O dia em que os Beatles subiram no telhado

Faz 45 anos hoje. E era também uma quinta-feira naquele 30 de janeiro de 1969 quando John Lennon, Paul McCartney,…

Faz 45 anos hoje. E era também uma quinta-feira naquele 30 de janeiro de 1969 quando John Lennon, Paul McCartney, George Harrison e Ringo Starr saem do estúdio da Apple Corps e sobem para o telhado do prédio de número 3 da Savile Row, Londres.

A capital inglesa estava mais fria que de costume, os ventos gelados do inverno cortavam o ar e sibilavam sobre o dossel de antenas e exaustores eólicos dos edifícios.
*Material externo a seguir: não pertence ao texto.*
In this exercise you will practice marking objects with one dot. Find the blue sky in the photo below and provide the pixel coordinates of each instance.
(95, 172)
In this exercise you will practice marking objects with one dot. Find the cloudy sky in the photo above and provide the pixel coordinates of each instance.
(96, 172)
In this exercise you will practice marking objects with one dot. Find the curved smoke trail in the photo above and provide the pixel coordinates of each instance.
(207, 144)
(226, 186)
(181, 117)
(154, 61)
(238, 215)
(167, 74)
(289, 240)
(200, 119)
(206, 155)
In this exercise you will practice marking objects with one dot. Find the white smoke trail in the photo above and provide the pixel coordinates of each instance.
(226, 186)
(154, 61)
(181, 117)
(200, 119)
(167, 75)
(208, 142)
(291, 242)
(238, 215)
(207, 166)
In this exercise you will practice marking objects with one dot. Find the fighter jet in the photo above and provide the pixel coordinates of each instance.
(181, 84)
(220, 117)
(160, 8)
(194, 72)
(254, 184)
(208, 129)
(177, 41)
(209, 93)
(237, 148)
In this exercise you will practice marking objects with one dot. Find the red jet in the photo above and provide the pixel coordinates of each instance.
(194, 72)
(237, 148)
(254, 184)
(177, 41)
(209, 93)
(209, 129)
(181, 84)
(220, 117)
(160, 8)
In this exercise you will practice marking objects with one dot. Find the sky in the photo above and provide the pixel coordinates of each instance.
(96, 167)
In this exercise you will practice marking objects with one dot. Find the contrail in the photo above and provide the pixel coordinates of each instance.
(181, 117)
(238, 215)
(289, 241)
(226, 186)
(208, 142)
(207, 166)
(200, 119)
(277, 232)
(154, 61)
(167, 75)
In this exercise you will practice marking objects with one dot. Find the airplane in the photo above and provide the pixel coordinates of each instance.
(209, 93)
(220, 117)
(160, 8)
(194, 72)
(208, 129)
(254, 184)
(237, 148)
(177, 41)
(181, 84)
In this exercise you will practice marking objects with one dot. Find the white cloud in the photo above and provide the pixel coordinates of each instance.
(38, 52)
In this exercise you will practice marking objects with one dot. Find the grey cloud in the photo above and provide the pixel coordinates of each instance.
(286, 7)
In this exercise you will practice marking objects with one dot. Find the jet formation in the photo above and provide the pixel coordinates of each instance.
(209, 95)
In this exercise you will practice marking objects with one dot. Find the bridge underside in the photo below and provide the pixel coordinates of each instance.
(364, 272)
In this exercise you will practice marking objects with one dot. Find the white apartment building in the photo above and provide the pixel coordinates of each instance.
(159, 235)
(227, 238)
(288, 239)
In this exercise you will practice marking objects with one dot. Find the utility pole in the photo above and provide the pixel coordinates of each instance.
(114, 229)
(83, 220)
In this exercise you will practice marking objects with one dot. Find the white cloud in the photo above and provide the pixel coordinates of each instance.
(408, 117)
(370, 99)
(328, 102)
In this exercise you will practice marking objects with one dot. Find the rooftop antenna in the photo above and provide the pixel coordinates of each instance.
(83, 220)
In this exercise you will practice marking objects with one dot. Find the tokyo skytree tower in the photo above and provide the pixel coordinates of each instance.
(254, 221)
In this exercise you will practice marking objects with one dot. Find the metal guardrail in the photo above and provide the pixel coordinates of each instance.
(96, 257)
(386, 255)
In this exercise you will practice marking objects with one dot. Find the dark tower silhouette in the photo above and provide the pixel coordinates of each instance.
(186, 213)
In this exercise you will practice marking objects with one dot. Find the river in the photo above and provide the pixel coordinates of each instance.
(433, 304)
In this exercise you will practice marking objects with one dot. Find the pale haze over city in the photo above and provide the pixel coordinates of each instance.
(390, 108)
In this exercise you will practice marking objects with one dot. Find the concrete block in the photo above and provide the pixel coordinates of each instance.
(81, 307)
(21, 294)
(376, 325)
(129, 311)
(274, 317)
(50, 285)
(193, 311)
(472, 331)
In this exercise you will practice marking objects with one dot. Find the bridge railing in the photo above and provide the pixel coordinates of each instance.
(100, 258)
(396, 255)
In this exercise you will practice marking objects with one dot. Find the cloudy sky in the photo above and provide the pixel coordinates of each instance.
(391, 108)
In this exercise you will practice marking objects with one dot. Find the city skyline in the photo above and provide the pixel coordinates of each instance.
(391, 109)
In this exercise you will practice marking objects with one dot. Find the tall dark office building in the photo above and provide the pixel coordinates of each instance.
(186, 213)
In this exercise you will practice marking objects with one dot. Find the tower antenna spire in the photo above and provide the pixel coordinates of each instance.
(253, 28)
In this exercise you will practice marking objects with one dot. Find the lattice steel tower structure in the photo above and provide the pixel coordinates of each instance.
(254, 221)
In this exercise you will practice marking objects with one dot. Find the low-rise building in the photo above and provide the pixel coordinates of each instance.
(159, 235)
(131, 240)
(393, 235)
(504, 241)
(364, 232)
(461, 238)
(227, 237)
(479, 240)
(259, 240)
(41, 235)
Os jornais repetem dois assuntos: a viagem da Apolo 11 e a crise interna dos Beatles.

Quatro dias antes, estavam gravando o que poderia ser um novo álbum, chamado Get Back (a canção com arranjos do tecladista Billy Preston, comumente chamado de quinto beatle pela participação nos discos White Albun, Let It Be e Abbey Road).

Foi John Lennon quem sugeriu o improviso de “jam session” no telhado, já que a ideia de um show de despedida não encontrou sincronia com as pautas dos locais imaginados. O clima entre os quatro estava deteriorado, e sob o olhar intruso de Yoko Ono.

Enquanto gravavam e discutiam a produção do filme Let It Be, cada um deles misturava pensamentos sobre o futuro em carreira solo, processavam em silêncio os conflitos por superar na separação por vir. Os fãs e a imprensa pressentiam o fim muito próximo.

Paul foi o primeiro a tomar o rumo das escadas que dão ao telhado. Já não tinha aquele rostinho do moleque de Liverpool, nem o terninho básico imposto pela visão marqueteira de Brian Epstein, o agente visionário que lançou a banda ao mundo.

Lennon penteia os cabelos diante de um microfone, os olhos piscando por trás das lentes redondas que virariam uma de suas marcas. Usa um blusão marrom e uma calça preta como a de McCartney, e tênis cinza. Carrega sua guitarra Epiphone Casino, branca.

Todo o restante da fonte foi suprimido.